Early statin therapy in patients with acute intracerebral hemorrhage without prior statin use

Eur J Neurol. 2015 May;22(5):773-80. doi: 10.1111/ene.12649. Epub 2015 Jan 26.

Abstract

Background and purpose: Statin therapy is beneficial for primary and secondary prevention of ischaemic stroke, but its influence in patients with intracerebral hemorrhage (ICH) is unclear. An assessment was made of the effect of early statin therapy on patients with acute ICH.

Methods: Taiwan's National Health Insurance Research Database was screened for patients without prior statin therapy admitted from January to December 2008 for newly diagnosed ICH. Patients taking statins during hospitalization or within 3 months post-discharge were the early statin group (n = 749); patients who were not were the control group (n = 7583). The study end-points were recurrent ICH and all-cause mortality during follow-up.

Results: All eligible patients were followed up until 31 December 2010. During the follow-up, 69 (9.2%) patients in the early statin group and 677 (8.9%) control group patients had recurrent ICH. Cox proportional hazards analyses showed that early statin use did not increase the risk of recurrent ICH (adjusted hazard ratio 1.044; 95% confidence interval 0.812-1.341).
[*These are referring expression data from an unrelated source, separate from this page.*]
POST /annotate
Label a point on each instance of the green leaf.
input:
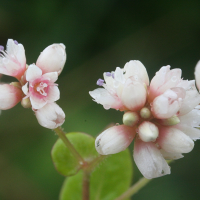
(108, 181)
(64, 161)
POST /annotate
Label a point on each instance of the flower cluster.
(36, 86)
(161, 116)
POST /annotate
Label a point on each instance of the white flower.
(162, 116)
(50, 116)
(40, 88)
(36, 87)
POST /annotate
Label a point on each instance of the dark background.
(99, 36)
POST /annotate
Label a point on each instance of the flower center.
(40, 88)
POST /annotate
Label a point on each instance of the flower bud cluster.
(36, 86)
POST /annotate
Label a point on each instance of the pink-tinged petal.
(50, 116)
(114, 139)
(103, 97)
(25, 89)
(9, 96)
(52, 59)
(33, 72)
(51, 76)
(168, 104)
(164, 80)
(174, 141)
(37, 102)
(191, 100)
(171, 156)
(13, 60)
(119, 76)
(197, 75)
(134, 95)
(53, 94)
(136, 69)
(193, 133)
(191, 119)
(149, 160)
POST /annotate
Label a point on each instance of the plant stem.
(95, 162)
(134, 189)
(68, 144)
(86, 185)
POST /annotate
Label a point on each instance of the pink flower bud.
(148, 131)
(52, 59)
(114, 139)
(149, 160)
(9, 96)
(13, 60)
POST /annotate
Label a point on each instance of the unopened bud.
(16, 84)
(170, 121)
(148, 131)
(145, 113)
(26, 103)
(130, 118)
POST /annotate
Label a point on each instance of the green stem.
(136, 187)
(68, 144)
(86, 185)
(95, 162)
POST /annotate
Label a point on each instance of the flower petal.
(134, 95)
(164, 80)
(103, 97)
(50, 116)
(33, 72)
(168, 104)
(9, 96)
(53, 94)
(137, 69)
(52, 76)
(114, 139)
(174, 141)
(25, 88)
(13, 61)
(37, 102)
(52, 59)
(149, 160)
(197, 75)
(170, 156)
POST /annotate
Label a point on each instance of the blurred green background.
(99, 36)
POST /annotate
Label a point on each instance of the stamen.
(113, 75)
(41, 88)
(1, 48)
(15, 41)
(100, 82)
(108, 74)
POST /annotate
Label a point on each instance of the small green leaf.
(64, 161)
(108, 181)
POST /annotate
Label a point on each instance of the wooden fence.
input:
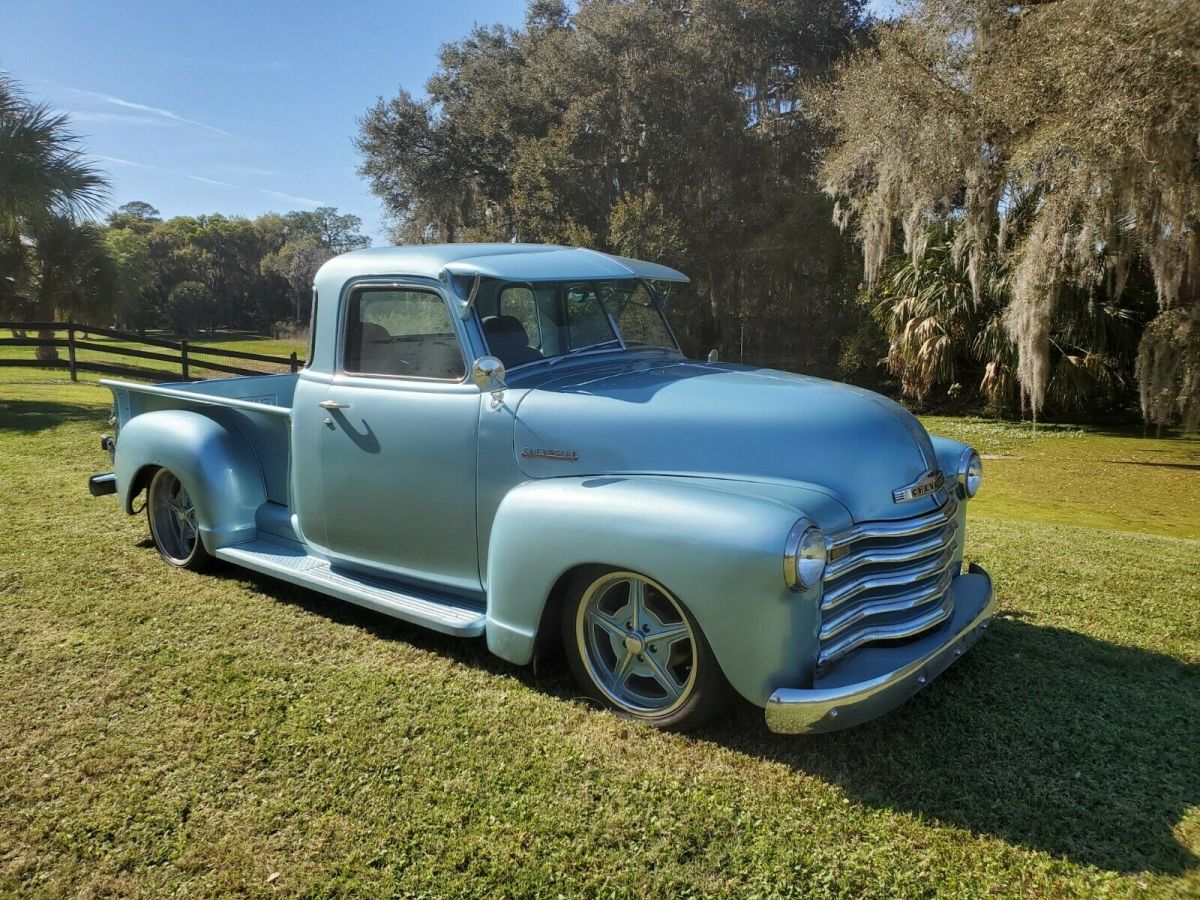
(185, 355)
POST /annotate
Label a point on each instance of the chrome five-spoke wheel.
(173, 522)
(636, 649)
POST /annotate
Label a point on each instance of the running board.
(293, 564)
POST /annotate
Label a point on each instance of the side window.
(312, 329)
(401, 333)
(519, 303)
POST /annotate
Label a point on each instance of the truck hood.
(720, 420)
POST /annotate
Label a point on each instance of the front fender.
(949, 454)
(717, 545)
(214, 461)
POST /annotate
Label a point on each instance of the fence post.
(75, 376)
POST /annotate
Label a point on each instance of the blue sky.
(233, 106)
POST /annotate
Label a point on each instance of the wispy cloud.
(249, 171)
(119, 161)
(210, 180)
(144, 108)
(280, 195)
(293, 198)
(229, 65)
(120, 118)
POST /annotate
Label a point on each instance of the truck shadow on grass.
(1042, 737)
(33, 415)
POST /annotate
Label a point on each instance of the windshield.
(532, 322)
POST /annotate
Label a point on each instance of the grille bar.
(835, 624)
(910, 628)
(888, 581)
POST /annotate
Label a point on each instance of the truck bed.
(258, 406)
(270, 395)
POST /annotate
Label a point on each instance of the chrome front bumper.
(877, 679)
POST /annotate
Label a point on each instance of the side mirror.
(487, 373)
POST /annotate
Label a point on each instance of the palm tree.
(942, 334)
(43, 175)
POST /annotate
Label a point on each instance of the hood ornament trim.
(925, 485)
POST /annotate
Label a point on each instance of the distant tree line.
(1017, 184)
(195, 273)
(657, 129)
(133, 269)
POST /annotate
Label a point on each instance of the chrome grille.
(887, 581)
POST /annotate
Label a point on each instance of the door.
(399, 441)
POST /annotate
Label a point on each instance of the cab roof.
(509, 262)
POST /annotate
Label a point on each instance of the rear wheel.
(635, 648)
(173, 523)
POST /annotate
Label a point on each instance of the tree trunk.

During the same period, 90 (12.0%) of the early statin group and 1519 (20.0%) control group patients died. All-cause mortality was lower in the early statin group (adjusted hazard ratio 0.742; 95% confidence interval 0.598-0.919) than in the control group. Matched propensity score analyses were consistent with findings in Cox proportional hazards analyses.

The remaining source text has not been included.